4. when the installation is finished there will be another check by app.js if the controllist has been successfully loaded to reddis
## On server (re)start:
app.js will check if there are records in each of the redis databases - if there are, it does nothing, if there aren't - it will load the records from the MSQL tables into reddis.
This check is done to prevent loading the reddis databases each time we restart the server.
The redis database is not wiped when the server is restarted, but it is wiped if the machine is restarted.
Note that changes that are made to any of the CSV files will only take effect when the server is reinstalled, not when the server or the machine is restarted.
## Workflow of control list request:
1. the extension makes a post request with a url to the tracking/controllists route
2. the queryURL method is called (controlLists.js)

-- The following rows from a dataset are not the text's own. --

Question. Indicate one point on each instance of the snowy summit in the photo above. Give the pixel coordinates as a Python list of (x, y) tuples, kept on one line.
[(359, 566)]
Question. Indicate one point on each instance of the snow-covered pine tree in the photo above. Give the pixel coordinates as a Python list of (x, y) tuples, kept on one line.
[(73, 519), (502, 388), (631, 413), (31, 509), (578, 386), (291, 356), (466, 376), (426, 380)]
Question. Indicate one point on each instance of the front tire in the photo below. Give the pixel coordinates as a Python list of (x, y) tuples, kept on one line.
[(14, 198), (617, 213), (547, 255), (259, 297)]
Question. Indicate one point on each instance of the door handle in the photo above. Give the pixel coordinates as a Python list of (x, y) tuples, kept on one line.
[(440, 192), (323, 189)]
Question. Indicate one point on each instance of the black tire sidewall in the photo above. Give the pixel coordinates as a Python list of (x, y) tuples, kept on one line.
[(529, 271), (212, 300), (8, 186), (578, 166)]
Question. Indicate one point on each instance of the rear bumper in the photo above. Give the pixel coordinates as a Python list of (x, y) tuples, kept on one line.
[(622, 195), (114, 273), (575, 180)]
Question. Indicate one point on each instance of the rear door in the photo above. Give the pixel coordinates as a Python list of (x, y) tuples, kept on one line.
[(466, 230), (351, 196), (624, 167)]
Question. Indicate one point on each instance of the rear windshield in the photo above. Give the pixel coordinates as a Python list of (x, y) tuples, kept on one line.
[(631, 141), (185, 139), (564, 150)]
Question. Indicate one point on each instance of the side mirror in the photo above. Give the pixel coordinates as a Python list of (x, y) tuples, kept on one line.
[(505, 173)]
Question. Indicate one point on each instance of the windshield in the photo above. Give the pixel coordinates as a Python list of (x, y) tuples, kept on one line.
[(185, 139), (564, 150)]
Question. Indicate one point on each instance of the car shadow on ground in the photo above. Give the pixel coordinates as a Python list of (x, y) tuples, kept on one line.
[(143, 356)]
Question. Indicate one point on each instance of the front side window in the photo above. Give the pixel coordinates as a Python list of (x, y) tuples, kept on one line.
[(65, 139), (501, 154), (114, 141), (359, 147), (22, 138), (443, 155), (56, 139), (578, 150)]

3. the subdomain is removed from the url
4. the domain is checked against the controllist redis db, if found the matching rule is returned
5. the domain is checked against the webshrinker cache redis db, if found and the record is less than 90 days old the matching rule is returned
6. if the domain wasn't found in the control list and the webshrinker cache or it's older than 90 days the server will make an API call to the webshrinker service (WebshrinkerWrapper.js)
7. the response is stored in the webshrinker cache MySQL table (if the domain existed before, the record will get updated with the new response and timestamp)
8. a record is created in redis db 2. note that there may be a small differece in the timestamp between the webshrinker table and the redis db
9. the webshrinker category will be checked against the webshrinker category database (3)
10. the matching rule for the category is returned.
# Instructions on how to re-start everything
this section could simply refer to other sections: how to flush the database, how to flush redis, and the installations instructions in the other wiki, anything else?